Does your car need a tune-up?

At some point, your car will need a tune-up. Spark plugs wear out. Even long-lasting iridium- or platinum-tipped spark plugs might have to be replaced after 80,000 miles, because sometimes they get contaminated, see the photo. If your car has spark plug wires, they might be showing some cracks too.

A serpentine belt will need to be replaced, as it stretches and cracks with age. If your car has a timing belt, it will also need to be changed. Your car will break down if either of the belts fails. If a timing belt breaks while driving, it may also cause damage to the engine. All these services don’t have to be done at once. Your mechanic can check the condition of your engine, belts and other items and advise you if anything needs to be done.

4WD maintenance

4WD cars and trucks have a rear differential and a transfer case or power transfer unit (PTU). These devices are filled with gear oil or special fluid. Some trucks have a separate front axle that also has gear oil in it. These components wear too, so they too will require fluid (oil) change.

Many modern SUVs require special fluid, so it’s best to check with your dealer or consult the owner’s manual. Many trucks also have grease points on propeller shafts, u-joints and some other chassis components that need to be greased with a grease gun.

Recognize problems and repair them before they get worse

Timely repairs can save a lot of money and keep your car safe. Look for any signs that may indicate a problem. Check this photo, the owner noticed something that didn’t look right under the hood, so he had it checked out. Turns out, his radiator was leaking coolant. If he hadn’t repaired this problem in time, the coolant would leak out and the engine would overheat. This would cost a lot more than a new radiator.

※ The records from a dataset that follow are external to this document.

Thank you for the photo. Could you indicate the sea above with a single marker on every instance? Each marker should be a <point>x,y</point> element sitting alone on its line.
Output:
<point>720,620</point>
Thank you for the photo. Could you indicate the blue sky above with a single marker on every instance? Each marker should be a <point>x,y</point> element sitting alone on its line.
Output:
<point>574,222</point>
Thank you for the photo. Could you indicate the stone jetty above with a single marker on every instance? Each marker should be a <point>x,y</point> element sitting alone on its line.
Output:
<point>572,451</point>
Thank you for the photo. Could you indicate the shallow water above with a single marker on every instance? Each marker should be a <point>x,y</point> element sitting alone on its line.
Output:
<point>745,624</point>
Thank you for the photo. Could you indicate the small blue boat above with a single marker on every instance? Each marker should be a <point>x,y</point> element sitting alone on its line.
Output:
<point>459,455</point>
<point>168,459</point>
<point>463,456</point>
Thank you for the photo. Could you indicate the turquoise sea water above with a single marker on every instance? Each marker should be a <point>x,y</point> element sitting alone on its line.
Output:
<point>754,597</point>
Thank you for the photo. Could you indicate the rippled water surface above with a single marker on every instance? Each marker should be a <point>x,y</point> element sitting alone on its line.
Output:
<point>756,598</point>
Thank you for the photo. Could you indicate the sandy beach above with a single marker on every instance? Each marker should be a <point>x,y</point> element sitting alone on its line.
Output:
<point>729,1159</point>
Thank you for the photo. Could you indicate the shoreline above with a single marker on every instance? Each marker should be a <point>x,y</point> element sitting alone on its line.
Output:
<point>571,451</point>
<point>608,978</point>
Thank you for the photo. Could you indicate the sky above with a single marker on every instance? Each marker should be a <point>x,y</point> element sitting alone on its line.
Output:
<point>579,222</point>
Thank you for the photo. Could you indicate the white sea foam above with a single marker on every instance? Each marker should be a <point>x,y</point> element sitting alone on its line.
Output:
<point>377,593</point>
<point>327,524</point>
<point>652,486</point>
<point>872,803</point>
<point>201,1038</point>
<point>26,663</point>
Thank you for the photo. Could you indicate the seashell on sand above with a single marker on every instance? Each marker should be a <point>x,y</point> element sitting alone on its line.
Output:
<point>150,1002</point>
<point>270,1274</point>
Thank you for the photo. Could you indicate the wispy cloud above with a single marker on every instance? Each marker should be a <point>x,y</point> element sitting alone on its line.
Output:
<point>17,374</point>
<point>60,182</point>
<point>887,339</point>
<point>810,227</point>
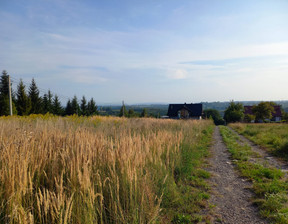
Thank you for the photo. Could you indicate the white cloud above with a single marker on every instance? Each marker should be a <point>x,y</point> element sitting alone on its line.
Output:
<point>177,74</point>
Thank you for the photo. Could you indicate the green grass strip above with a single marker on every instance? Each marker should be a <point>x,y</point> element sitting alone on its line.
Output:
<point>269,184</point>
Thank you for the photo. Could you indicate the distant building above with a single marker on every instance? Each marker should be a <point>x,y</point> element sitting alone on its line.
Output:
<point>185,111</point>
<point>276,115</point>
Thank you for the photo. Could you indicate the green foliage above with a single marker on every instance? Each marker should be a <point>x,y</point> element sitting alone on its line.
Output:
<point>274,137</point>
<point>123,111</point>
<point>23,101</point>
<point>83,106</point>
<point>187,194</point>
<point>269,183</point>
<point>92,108</point>
<point>249,118</point>
<point>144,113</point>
<point>234,112</point>
<point>263,111</point>
<point>36,101</point>
<point>4,96</point>
<point>68,109</point>
<point>47,104</point>
<point>215,115</point>
<point>56,105</point>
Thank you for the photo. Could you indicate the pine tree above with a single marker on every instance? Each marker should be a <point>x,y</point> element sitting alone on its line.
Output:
<point>123,111</point>
<point>4,94</point>
<point>23,101</point>
<point>83,106</point>
<point>57,108</point>
<point>92,108</point>
<point>4,84</point>
<point>47,106</point>
<point>75,106</point>
<point>36,101</point>
<point>144,113</point>
<point>68,109</point>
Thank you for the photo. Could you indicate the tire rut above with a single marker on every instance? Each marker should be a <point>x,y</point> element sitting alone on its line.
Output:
<point>231,194</point>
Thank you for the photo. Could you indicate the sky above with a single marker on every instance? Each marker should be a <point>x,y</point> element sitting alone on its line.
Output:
<point>152,51</point>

Regular mechanical inspection

For your safety, we recommend having your car inspected regularly, at least once a year, by a trusted mechanic. We mean not just a quick visual inspection by one of the drive-through fast lube places, but a mechanic that can lift your car and check major components such as brakes, suspension, etc. This is because many components (e.g. ball joints, tie rods, sway bar links) cannot be inspected visually.